Building a Grateful Dead Original Song Co-Writing Network in R using the Statnet Package
Loading the dataset and creating the network to begin my analysis:
Inspecting the first 8 columns of the data structure in the affiliation matrix format:
dim(gd_matrix)
[1] 25 181
gd_matrix[1:10, 1:4]
Alabama Getaway Alice D Millionaire Alligator Althea
Eric Andersen 0 0 0 0
John Barlow 0 0 0 0
Bob Bralove 0 0 0 0
Andrew Charles 0 0 0 0
John Dawson 0 0 0 0
Willie Dixon 0 0 0 0
Jerry Garcia 1 1 0 1
Donna Godchaux 0 0 0 0
Keith Godchaux 0 0 0 0
Gerrit Graham 0 0 0 0
Now I can create the single mode network and examine the bipartite projection. After converting the matrix to a square adjacency matrix, I can look at the full matrix.

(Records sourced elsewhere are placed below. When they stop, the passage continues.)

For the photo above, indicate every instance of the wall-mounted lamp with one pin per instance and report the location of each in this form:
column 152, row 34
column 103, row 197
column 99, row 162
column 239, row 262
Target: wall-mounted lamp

I can also call the adjacency matrix count for co-writing incidences between certain songwriters, such as between writing partners Jerry Garcia and Robert Hunter (78) and between John Barlow and Bob Weir (21).
[1] 25 25
gd_projection[1:10, 1:4]
Eric Andersen John Barlow Bob Bralove Andrew Charles
Eric Andersen 1 0 0 0
John Barlow 0 26 1 0
Bob Bralove 0 1 3 0
Andrew Charles 0 0 0 1
John Dawson 0 0 0 0
Willie Dixon 0 0 0 0
Jerry Garcia 0 0 0 0
Donna Godchaux 0 0 0 0
Keith Godchaux 0 0 0 0
Gerrit Graham 0 0 0 0
gd_projection["Jerry Garcia", "Robert Hunter"]
[1] 78
gd_projection["John Barlow", "Bob Weir"]
[1] 21
Coercing directly from the original affiliation matrix kept giving
the error, “Error: loops is FALSE, but
x contains loops.”, even when I give the appropriate
arguments. I tried using the “intergraph” package to convert the network
object created in igraph, but it cannot coerce bipartite igraph
networks.
After the bipartite projection, I was able to create the statnet network object.
set.seed(11)
gd_statnet <- as.network(gd_projection,
directed = FALSE,
bipartite = FALSE,
loops = FALSE,
connected = FALSE)
Looking at the features of the statnet network with the appropriate commands
print(gd_statnet)
Network attributes:
vertices = 25
directed = FALSE
hyper = FALSE
loops = FALSE
multiple = FALSE
bipartite = FALSE
total edges= 65
missing edges= 0
non-missing edges= 65
Vertex attribute names:
vertex.names
No edge attributes
network::list.vertex.attributes(gd_statnet)
[1] "na" "vertex.names"
network::list.edge.attributes(gd_statnet)
[1] "na"
gd_statnet
Network attributes:
vertices = 25
directed = FALSE
hyper = FALSE
loops = FALSE
multiple = FALSE
bipartite = FALSE
total edges= 65
missing edges= 0
non-missing edges= 65
Vertex attribute names:
vertex.names
No edge attributes
And a first look at the basic network structure
plot(gd_statnet)
Looking at the dyad/triad census info, I have a total of 2600 triads, which is in line with the results I got in igraph as well.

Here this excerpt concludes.